The short answer? No. It isn’t.
So, if you’re an older adult who needs surgery (or a loved one does), what should you do? First, don’t panic. As an article in USNews.com points out, patients in their “late 60s, 70s and beyond can do just as well postoperatively as much younger patients. To determine surgical risk, it's important to look at the whole person beyond his or her birthdate.”
That’s because age, per se, doesn’t necessarily equal potential complications during surgery, or afterwards. What does matter includes:
- possible frailty
- chronic conditions
- current medications
- mental health status
- where people live
- how they function
Numerous studies examining surgery risks for older adults have been done. One large review of 44 studies of more than 12,000 people aged 80 and up found that risks for complications included:
- mental impairment
How to Predict Increased Risk
Doctors can quickly, even precisely, determine levels of frailty using a hand-grip dynamometer, a device typically used to test the strength of athletes. The older adults facing surgery would simply squeeze the device and the doctor could estimate frailty and, therefore, “someone’s reserve for recovering from stress.” If a patient is clearly frail, it often makes sense to wait and watch if a proposed surgery is elective, especially if doing the surgery would not prolong life.
Methods used to decide if surgery for older adults is wise has changed over the years, now incorporating more of a patient’s personal values and goals for health. USNews.com shares two different sets of values and goals to demonstrate how they can play a role in doctors’ decisions:
- One patient may say she doesn’t mind if she needs to live in a nursing home, because she’d appreciate the company and her grandchildren could visit.

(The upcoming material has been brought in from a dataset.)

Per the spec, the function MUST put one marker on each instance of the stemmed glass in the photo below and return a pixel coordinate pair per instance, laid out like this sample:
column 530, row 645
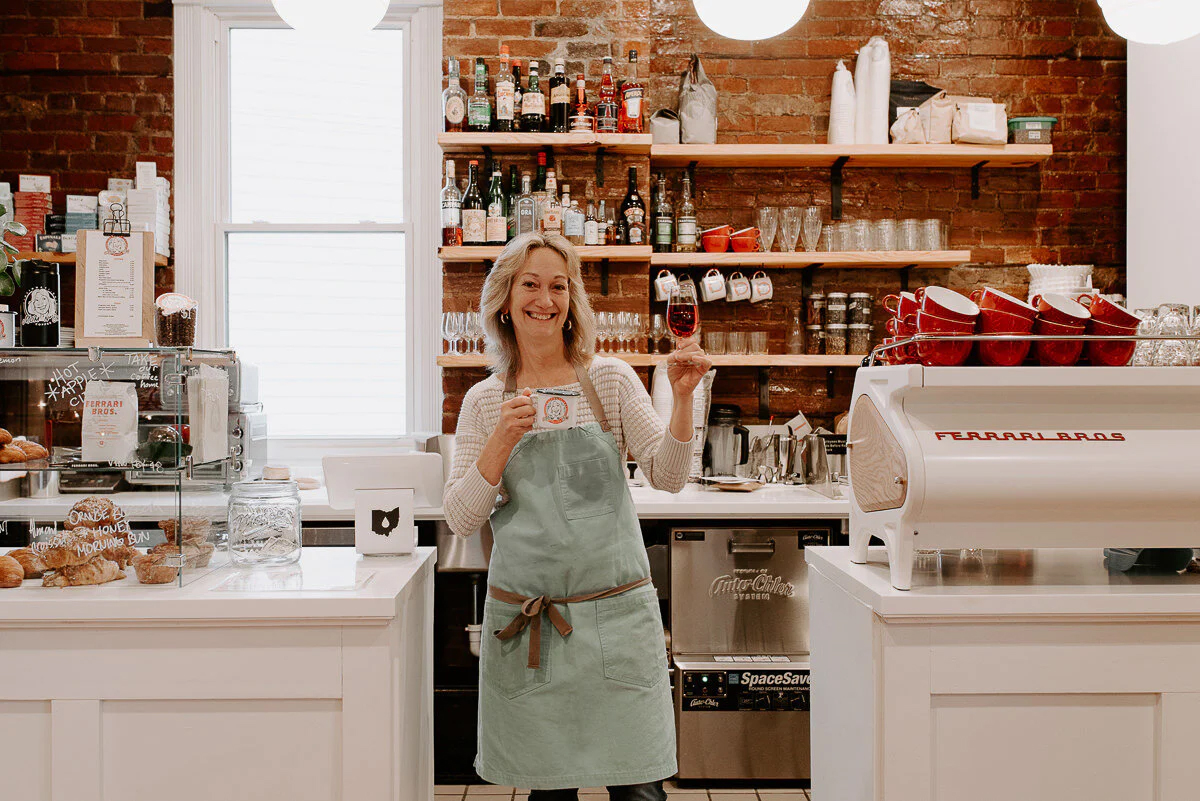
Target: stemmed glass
column 768, row 223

- Another patient may strongly value her independence, want to stay at home and even do her own gardening.
Differing values and goals, then, may lead to different decisions about surgery.
Making Good Lifestyle Choices
Finally, as the Cleveland Clinic points out, making quality lifestyle choices can significantly reduce risk factors. These choices can “influence nutritional status and physical well-being” and they “also influence the concept of frailty, its relationship to surgical risk and the ability to tolerate surgery later in life.”